Des rires étouffés, des haussements d’épaule accueillent cette riposte, Isabelle tourne le dos à l’altière Lonjarrey et vient s’asseoir entre Berthe et Marguerite.
— Épatante la bonne femme ! Hein ! fait Berthe, en attaquant vigoureusement son beefsteak.
Les tables se remplissent, le déjeuner s’enlève en quelques coups de fourchette.
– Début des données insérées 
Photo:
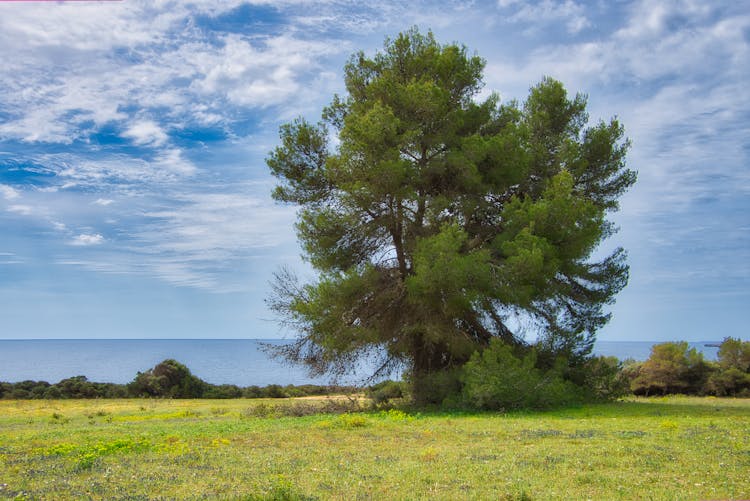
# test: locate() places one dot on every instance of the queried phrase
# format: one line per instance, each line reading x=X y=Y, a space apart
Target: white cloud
x=537 y=14
x=8 y=192
x=146 y=132
x=24 y=210
x=119 y=171
x=84 y=240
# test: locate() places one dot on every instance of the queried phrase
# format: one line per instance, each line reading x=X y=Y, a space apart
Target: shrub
x=733 y=375
x=672 y=368
x=167 y=379
x=382 y=393
x=498 y=380
x=602 y=378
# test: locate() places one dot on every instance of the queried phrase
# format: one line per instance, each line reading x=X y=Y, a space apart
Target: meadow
x=657 y=448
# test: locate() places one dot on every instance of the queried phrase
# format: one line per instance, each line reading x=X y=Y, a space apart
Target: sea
x=243 y=362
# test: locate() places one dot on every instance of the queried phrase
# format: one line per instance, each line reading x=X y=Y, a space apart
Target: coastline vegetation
x=495 y=379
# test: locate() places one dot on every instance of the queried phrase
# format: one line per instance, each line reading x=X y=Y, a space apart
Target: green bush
x=385 y=391
x=496 y=379
x=672 y=368
x=602 y=378
x=167 y=379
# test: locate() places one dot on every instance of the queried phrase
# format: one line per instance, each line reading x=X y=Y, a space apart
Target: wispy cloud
x=21 y=209
x=84 y=240
x=8 y=192
x=146 y=133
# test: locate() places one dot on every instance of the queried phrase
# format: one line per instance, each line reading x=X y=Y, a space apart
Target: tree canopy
x=434 y=216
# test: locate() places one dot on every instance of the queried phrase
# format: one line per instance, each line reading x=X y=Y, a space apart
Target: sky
x=135 y=199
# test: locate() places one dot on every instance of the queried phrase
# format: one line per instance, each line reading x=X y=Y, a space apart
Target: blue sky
x=135 y=200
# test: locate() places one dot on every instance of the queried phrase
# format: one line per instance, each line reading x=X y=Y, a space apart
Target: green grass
x=671 y=448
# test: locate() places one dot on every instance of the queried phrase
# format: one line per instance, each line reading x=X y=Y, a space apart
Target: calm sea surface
x=218 y=361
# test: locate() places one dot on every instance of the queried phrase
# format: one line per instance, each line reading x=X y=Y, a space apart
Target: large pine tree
x=434 y=217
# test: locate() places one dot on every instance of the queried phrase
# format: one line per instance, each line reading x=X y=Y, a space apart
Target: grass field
x=671 y=448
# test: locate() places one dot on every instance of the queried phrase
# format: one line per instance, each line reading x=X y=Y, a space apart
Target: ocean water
x=219 y=361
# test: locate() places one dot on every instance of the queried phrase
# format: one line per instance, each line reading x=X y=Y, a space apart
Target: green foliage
x=733 y=374
x=437 y=216
x=497 y=379
x=169 y=379
x=671 y=368
x=384 y=392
Les plats circulent, on verse à boire, les soupirs cessent, le rire éclate, grossi par le tumulte des assiettes et des voix, le bien-être rassérène les esprits, au dessert l’espoir est revenu.
Avec une animation charmante Isabelle raconte la causerie de M. Legouff.
— Il nous attendait sur le trottoir, toujours en galoches, avec sa redingote vert-bouteille, et son grand panama. Il nous a reconnues, nous appelant par notre nom, s’informant de nos copies.
« Le pessimisme dans la poésie. » Quel beau sujet ! et le voilà qui nous parle d’Alfred de Vigny, nous racontant de petits traits saisissants de sa vie, et ça, et ça, encore ça. Une telle mémoire, voyez-vous, est une vitrine précieuse, tout y est catalogué suivant le temps ou la rareté. En une demi-heure, il nous a fait sa « copie », avec des mots jolis, jolis, pétillants, un peu enfantins d’être estropiés par sa bouche vieillotte.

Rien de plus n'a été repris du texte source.